Deep Space Propagation#
This notebook shows how to propagate TLEs with orbital period above 225 minutes (deep-space regime) and how to keep gradients enabled through propagation.
In dSGP4, deep-space satellites are selected automatically when\n \n $\(\n \frac{2\pi}{n_0} \ge 225\;\text{minutes}\n \)\(\n \n where \)n_0$ is the mean motion in rad/min.
import dsgp4
import numpy as np
import torch
1. Load a deep-space TLE#
You can use any TLE with mean motion low enough to satisfy the 225-minute rule (for example geostationary satellites).
# Replace these lines with your deep-space TLE lines.
line1 = "1 41866U 16071A 24087.50000000 -.00000149 00000+0 00000+0 0 9990"
line2 = "2 41866 0.0171 87.5375 0001375 158.4767 157.4602 1.00270055 26844"
tle = dsgp4.tle.TLE([line1, line2])
# Initialize (deep-space mode is selected automatically when applicable).
dsgp4.initialize_tle(tle, gravity_constant_name="wgs-84")
period_minutes = float(2.0 * np.pi / tle._no_unkozai)

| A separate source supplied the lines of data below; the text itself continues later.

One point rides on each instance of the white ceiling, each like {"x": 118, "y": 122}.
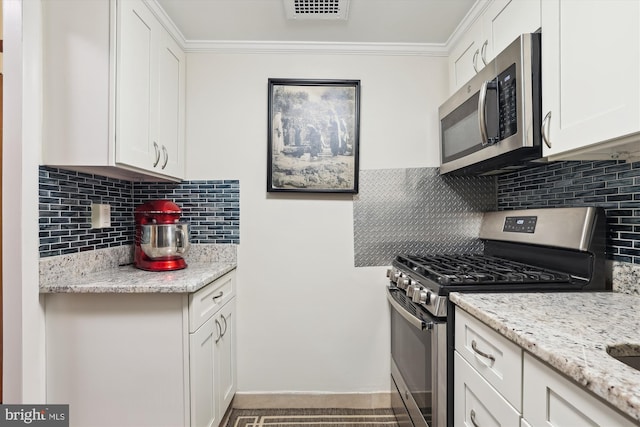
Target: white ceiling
{"x": 369, "y": 21}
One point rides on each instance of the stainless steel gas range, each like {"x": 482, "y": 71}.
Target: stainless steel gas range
{"x": 534, "y": 250}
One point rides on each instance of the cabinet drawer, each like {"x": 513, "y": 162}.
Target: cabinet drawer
{"x": 497, "y": 359}
{"x": 205, "y": 302}
{"x": 476, "y": 402}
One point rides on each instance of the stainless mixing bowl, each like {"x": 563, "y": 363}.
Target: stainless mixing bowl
{"x": 159, "y": 241}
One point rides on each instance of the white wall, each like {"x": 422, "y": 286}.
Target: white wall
{"x": 308, "y": 321}
{"x": 23, "y": 314}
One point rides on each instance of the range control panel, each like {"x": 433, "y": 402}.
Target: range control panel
{"x": 520, "y": 224}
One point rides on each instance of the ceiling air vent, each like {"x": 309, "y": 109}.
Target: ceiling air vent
{"x": 317, "y": 9}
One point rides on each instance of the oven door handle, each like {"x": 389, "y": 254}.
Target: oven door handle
{"x": 418, "y": 323}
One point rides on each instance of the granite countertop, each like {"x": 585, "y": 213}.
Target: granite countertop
{"x": 571, "y": 332}
{"x": 128, "y": 279}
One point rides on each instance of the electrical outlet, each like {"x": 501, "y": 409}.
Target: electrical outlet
{"x": 100, "y": 215}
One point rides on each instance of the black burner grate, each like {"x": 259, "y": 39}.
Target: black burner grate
{"x": 460, "y": 269}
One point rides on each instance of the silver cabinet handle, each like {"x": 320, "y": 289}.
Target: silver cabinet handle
{"x": 166, "y": 156}
{"x": 482, "y": 353}
{"x": 482, "y": 119}
{"x": 545, "y": 126}
{"x": 219, "y": 330}
{"x": 475, "y": 60}
{"x": 483, "y": 52}
{"x": 155, "y": 147}
{"x": 224, "y": 319}
{"x": 472, "y": 416}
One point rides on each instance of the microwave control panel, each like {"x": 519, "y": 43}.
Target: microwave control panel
{"x": 507, "y": 102}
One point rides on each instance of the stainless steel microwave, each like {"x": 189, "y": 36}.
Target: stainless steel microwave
{"x": 492, "y": 124}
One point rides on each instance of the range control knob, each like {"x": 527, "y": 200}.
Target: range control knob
{"x": 411, "y": 289}
{"x": 393, "y": 274}
{"x": 404, "y": 283}
{"x": 421, "y": 297}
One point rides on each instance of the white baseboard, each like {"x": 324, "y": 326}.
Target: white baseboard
{"x": 312, "y": 400}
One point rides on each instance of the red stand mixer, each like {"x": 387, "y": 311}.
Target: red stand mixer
{"x": 160, "y": 239}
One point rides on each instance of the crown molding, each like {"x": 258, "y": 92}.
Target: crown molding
{"x": 469, "y": 19}
{"x": 328, "y": 48}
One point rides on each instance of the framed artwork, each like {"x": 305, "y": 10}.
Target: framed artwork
{"x": 313, "y": 135}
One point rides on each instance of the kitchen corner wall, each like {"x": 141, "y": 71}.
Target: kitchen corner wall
{"x": 613, "y": 185}
{"x": 211, "y": 207}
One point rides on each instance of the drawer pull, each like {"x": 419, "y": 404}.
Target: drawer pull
{"x": 224, "y": 319}
{"x": 472, "y": 416}
{"x": 219, "y": 331}
{"x": 474, "y": 346}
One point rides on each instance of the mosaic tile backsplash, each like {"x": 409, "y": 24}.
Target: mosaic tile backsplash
{"x": 212, "y": 209}
{"x": 613, "y": 185}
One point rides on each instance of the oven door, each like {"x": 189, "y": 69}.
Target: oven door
{"x": 418, "y": 363}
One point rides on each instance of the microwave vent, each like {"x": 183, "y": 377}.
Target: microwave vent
{"x": 317, "y": 9}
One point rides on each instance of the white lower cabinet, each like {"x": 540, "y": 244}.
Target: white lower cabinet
{"x": 212, "y": 367}
{"x": 496, "y": 383}
{"x": 143, "y": 360}
{"x": 488, "y": 375}
{"x": 476, "y": 402}
{"x": 552, "y": 400}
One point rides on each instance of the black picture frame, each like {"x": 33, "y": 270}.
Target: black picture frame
{"x": 313, "y": 136}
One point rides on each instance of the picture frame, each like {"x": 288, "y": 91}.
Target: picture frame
{"x": 313, "y": 136}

print("method:", tle._method)
print("orbital period [min]:", period_minutes)
method: d
orbital period [min]: 1436.175046066531
2. Propagate at one or multiple epochs#
tsince = torch.tensor([0.0, 360.0, 720.0, 1440.0]) # minutes since epoch
state = dsgp4.propagate(tle, tsince, initialized=True)
# state shape: [N, 2, 3]
# row 0: position [km], row 1: velocity [km/s]
print(state.shape)
print("r(t0) [km]:", state[0, 0])
print("v(t0) [km/s]:", state[0, 1])
torch.Size([4, 2, 3])
r(t0) [km]: tensor([ 3.0597e+04, 2.9019e+04, -4.6631e+00])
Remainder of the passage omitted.